Fun Fact About Me – I gave up traditional bread about 10 years ago when I found out I was allergic to gluten, and YES it was difficult!
But, over the years, I’ve tried, tested, and developed lots of different gluten free bread alternatives, and there’s a handful of recipes I always come back to.
THIS is one of those recipes.
I love this keto bread recipe because not only is it gluten free, but it’s also low carb and dairy free.
Not only that, but it’s also flexible, bendable, and doesn’t crumble. If you’ve ever tested gluten free bread, then you know they crumble sometimes, which is so annoying when you want to make a sandwich!
With this keto bread recipe, you can use it for low carb sandwiches, avocado bread, and you can even add some coconut oil to a skillet and toast it, which is my favorite way to eat it!

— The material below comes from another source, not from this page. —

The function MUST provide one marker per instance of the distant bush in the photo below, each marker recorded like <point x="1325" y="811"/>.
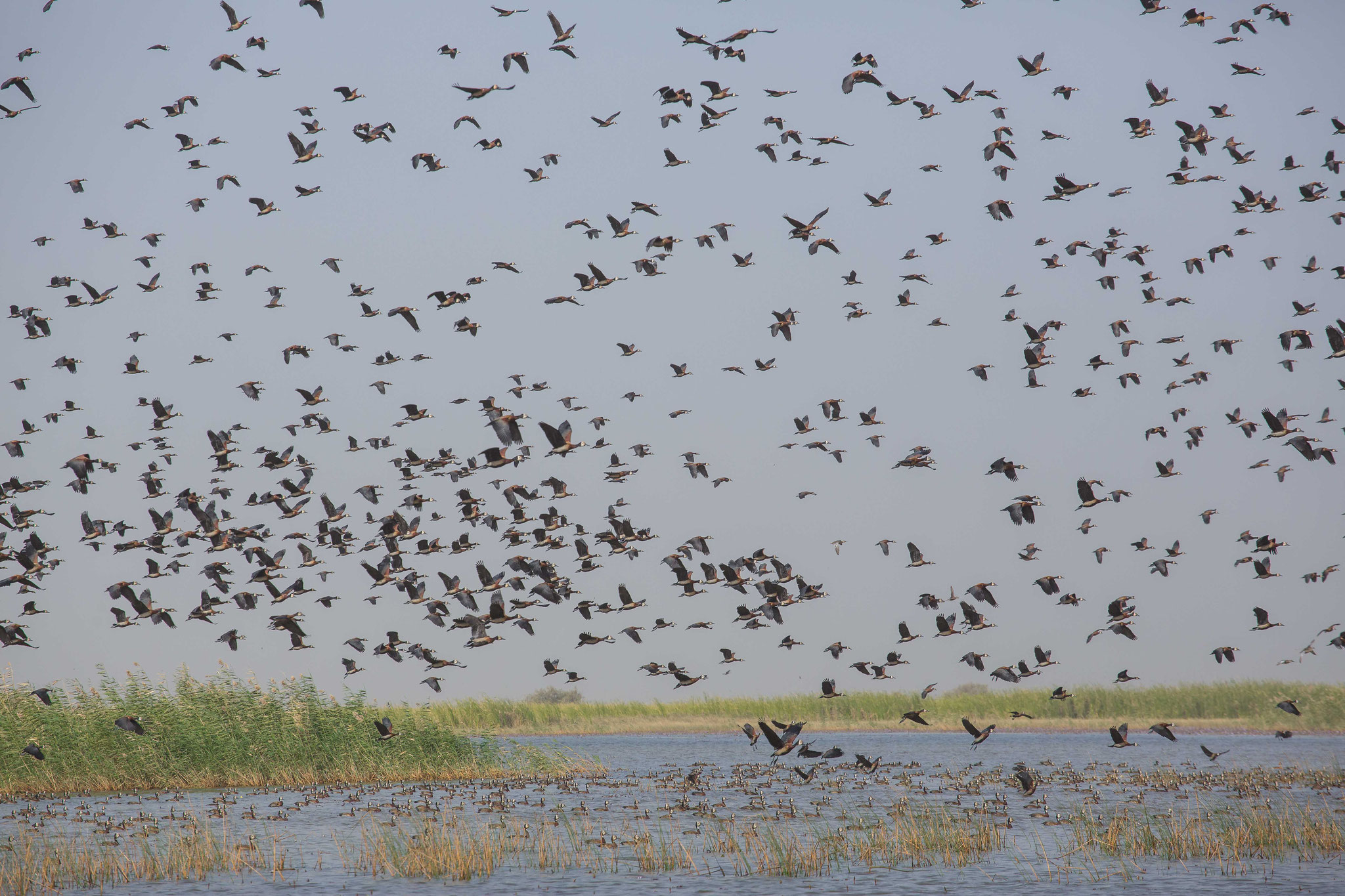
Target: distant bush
<point x="554" y="695"/>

Anyway, I hope you give this recipe a try because I’m certain you’re going to love it!
Watch Recipe Video Below…
This bread recipe is keto friendly and dairy free. I recommend doubling this recipe if you want the bread slices to be larger, which is what I do when using this bread for sandwiches.
- 6 Organic Eggs
- 1/4 tsp Cream of Tartar
- 1.5 C. Almond Flour
- 4 Tbsp Softened Grass-fed Butter or Ghee (can also use coconut oil)
- 3 tsp Baking Powder
- Pinch of Sea Salt
Preheat oven to 375 degrees F. Grease a loaf pan with coconut oil or avocado oil. Set pan aside.
Separate egg whites from the egg yolks. Add egg whites to a large mixing bowl and yolks to a separate smaller bowl. Set bowl of yolks aside.
Add cream of tartar to bowl of egg whites. Using an electric hand mixer, whisk egg whites until it forms a foam-like texture. It should look similar to whipped cream (see recipe video for reference). Set bowl of egg whites aside.
In a food processor, add the egg yolks, 1/3 of the egg white mixture, almond flour, softened butter or ghee, baking powder, and sea salt. Blend until combined.
Add the remaining egg whites to the food processor and pulse a few times until incorporated. Be careful not to over process it.
Transfer this mixture into your loaf pan. Bake bread for 30 minutes or until fully cooked through. You can use the toothpick method by poking the bread and if the toothpick comes out clean, it’s ready!
Let bread cool completely before removing from the loaf pan. Keep bread stored in refrigerator wrapped in saran wrap or foil. You can use this bread for sandwiches, avocado toast, and you can also add some oil to a skillet and toast the bread. Will last up to a week in the refrigerator.